Class of 1990
Jack Brabham’s accomplishments are so many and so varied it is hard to determine just what has placed him among the elite corps of the world’s greatest racing drivers.
Is it the fact he won the World Championship three times, in 1959, 1960 and 1966? Is it because his last world title came in a car of his own construction? Is it due to his talent as a discoverer, developer and booster of young talent?
Perhaps it is all three. Born April 2, 1926 in Hurstville, Australia, John Arthur Brabham is the son of a green grocer. Young Brabham drove his father’s three trucks around and around the yard, becoming acquainted with motor vehicles. He quit school at 15 and went to work in a garage.
He was introduced to Midget racing by an American expatriate named John Schonberg in 1947. Although Brabham didn’t take to driving at first, he soon mastered the art and won the New South Wales championship, the South Australia championship and the Australian championship in 1948-49.

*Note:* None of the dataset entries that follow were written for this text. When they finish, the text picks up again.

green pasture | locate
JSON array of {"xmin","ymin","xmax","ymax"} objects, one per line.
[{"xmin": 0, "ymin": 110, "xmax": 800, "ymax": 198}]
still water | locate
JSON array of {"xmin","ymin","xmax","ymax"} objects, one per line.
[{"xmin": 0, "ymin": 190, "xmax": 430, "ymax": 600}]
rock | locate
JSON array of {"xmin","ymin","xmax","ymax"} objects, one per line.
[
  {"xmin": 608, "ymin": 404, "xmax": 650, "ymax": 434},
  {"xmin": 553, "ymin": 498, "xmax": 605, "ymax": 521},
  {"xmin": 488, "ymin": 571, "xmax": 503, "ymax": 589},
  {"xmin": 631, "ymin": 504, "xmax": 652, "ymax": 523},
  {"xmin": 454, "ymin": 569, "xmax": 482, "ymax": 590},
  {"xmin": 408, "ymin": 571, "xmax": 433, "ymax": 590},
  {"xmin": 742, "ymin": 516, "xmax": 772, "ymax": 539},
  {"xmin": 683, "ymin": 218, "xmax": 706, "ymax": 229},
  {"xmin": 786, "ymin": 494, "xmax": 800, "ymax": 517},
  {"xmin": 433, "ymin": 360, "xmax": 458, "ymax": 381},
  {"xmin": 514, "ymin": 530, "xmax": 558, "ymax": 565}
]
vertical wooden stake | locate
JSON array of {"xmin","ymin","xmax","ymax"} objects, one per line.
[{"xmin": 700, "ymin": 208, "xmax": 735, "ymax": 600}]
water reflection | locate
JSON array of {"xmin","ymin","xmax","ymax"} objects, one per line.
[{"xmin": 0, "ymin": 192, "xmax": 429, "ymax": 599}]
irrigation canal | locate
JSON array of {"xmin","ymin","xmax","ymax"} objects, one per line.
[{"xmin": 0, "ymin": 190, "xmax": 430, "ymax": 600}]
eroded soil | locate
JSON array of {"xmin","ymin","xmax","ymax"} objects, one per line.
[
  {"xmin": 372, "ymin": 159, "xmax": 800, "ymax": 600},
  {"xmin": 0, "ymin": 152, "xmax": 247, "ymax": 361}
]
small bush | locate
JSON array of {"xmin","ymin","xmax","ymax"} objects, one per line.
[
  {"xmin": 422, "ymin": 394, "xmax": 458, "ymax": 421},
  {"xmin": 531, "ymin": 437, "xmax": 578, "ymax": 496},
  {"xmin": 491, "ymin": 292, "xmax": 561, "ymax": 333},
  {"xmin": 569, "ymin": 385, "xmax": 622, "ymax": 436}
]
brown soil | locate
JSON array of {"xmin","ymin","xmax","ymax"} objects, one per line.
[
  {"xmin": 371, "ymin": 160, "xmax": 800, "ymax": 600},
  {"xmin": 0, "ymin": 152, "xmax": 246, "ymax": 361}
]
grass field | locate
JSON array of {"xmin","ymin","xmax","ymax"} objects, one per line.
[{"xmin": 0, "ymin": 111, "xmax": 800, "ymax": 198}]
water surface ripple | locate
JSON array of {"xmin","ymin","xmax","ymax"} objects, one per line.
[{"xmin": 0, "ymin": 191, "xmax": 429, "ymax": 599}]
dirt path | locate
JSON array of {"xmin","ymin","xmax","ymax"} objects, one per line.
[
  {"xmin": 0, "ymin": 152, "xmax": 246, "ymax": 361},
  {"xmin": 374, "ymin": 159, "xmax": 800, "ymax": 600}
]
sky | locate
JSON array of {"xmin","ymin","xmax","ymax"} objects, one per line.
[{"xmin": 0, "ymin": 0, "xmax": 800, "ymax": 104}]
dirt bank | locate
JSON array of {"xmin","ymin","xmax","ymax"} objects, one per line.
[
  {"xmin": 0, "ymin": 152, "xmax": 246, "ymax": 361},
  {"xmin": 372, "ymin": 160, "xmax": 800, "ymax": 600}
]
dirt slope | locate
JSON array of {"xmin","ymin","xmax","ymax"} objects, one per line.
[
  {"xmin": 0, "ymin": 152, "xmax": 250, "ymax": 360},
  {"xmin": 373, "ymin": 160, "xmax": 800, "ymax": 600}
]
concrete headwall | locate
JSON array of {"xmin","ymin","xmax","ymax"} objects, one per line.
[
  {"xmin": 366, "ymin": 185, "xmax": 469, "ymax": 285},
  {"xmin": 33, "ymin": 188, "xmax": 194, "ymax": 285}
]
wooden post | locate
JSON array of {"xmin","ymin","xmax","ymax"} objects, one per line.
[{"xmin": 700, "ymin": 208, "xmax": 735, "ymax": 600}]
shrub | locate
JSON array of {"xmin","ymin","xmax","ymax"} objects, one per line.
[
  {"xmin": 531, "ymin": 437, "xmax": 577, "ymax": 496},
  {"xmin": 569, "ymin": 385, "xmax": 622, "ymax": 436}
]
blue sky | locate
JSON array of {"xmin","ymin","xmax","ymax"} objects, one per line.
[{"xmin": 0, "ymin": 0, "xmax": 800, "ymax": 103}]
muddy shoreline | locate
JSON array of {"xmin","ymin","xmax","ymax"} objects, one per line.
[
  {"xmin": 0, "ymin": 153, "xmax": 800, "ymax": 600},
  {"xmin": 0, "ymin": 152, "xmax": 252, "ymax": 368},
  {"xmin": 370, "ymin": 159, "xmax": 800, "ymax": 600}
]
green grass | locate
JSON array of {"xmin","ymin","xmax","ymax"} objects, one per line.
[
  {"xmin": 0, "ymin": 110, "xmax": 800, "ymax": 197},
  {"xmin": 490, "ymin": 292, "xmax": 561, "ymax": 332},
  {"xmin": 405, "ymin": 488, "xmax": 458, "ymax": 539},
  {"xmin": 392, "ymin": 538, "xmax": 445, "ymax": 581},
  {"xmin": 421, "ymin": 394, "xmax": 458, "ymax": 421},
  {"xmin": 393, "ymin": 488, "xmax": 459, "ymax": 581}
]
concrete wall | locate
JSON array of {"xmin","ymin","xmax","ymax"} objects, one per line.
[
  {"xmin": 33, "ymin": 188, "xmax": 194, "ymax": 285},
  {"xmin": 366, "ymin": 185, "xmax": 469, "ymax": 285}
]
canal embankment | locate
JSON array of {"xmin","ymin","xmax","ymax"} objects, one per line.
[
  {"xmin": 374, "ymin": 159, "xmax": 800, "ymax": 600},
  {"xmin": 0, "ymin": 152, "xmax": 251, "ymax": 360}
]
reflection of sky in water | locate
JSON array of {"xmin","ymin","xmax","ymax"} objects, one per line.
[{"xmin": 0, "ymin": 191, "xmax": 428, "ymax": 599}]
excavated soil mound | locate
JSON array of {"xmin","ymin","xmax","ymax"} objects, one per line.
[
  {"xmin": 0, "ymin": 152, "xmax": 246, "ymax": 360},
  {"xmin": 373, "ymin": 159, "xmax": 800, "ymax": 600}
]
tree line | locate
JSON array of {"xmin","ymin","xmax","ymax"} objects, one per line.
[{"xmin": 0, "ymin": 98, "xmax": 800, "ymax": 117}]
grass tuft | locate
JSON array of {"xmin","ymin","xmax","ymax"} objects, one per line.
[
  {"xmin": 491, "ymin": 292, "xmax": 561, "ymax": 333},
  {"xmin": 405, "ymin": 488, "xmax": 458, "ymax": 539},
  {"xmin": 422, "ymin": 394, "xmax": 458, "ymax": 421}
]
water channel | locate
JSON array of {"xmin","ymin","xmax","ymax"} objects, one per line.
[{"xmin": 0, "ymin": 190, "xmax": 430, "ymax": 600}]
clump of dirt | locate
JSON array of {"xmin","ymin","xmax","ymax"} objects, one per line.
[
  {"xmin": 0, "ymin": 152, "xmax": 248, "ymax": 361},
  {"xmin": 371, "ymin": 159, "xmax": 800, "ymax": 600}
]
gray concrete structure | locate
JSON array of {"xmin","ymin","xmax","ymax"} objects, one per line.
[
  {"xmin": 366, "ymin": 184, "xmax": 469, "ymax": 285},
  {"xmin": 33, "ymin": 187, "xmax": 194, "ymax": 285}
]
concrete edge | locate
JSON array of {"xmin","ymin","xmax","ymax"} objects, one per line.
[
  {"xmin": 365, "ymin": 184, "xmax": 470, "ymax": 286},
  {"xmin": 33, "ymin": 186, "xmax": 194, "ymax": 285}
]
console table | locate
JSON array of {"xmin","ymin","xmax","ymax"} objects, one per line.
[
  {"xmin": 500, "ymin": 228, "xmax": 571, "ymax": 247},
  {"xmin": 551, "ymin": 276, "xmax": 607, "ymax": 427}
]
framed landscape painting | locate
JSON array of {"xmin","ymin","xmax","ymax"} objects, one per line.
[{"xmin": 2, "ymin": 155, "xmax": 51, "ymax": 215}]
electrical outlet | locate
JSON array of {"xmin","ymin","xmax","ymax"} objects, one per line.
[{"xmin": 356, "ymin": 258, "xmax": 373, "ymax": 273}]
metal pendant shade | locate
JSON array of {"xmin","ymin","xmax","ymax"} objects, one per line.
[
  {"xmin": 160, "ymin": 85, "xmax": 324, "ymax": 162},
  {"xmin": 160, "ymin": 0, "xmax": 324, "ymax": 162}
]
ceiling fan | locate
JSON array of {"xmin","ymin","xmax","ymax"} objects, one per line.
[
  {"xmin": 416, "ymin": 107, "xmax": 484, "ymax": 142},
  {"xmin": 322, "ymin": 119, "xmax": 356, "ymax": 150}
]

From there, Brabham became involved in hill climbing and dirt-track racing until, by 1957, he was firmly entrenched as a member of John Cooper’s factory team in England, driving in Sports and Formula Two cars. That same year, he began his Formula One career.
On May 12, 1959, Brabham won his first Formula One race, at Monaco, which helped propel him to his first World Championship. In 1960, he won five Grands Prix in a row en route to his second consecutive title.
By 1966, Brabham was racing his own Formula One cars. In the French Grand Prix of that year, Brabham became the first driver in Formula One history to win in a car of his own design. The “old man” of 40 completed the season with his third World Championship.
That same year, he received the Order of the British Empire for his many accomplishments.
He pressed on, competing on the Formula One circuit through 1970 – an amazing record of longevity. “If you have the right approach to racing and are reasonably fit, it doesn’t matter what your age is,” he said.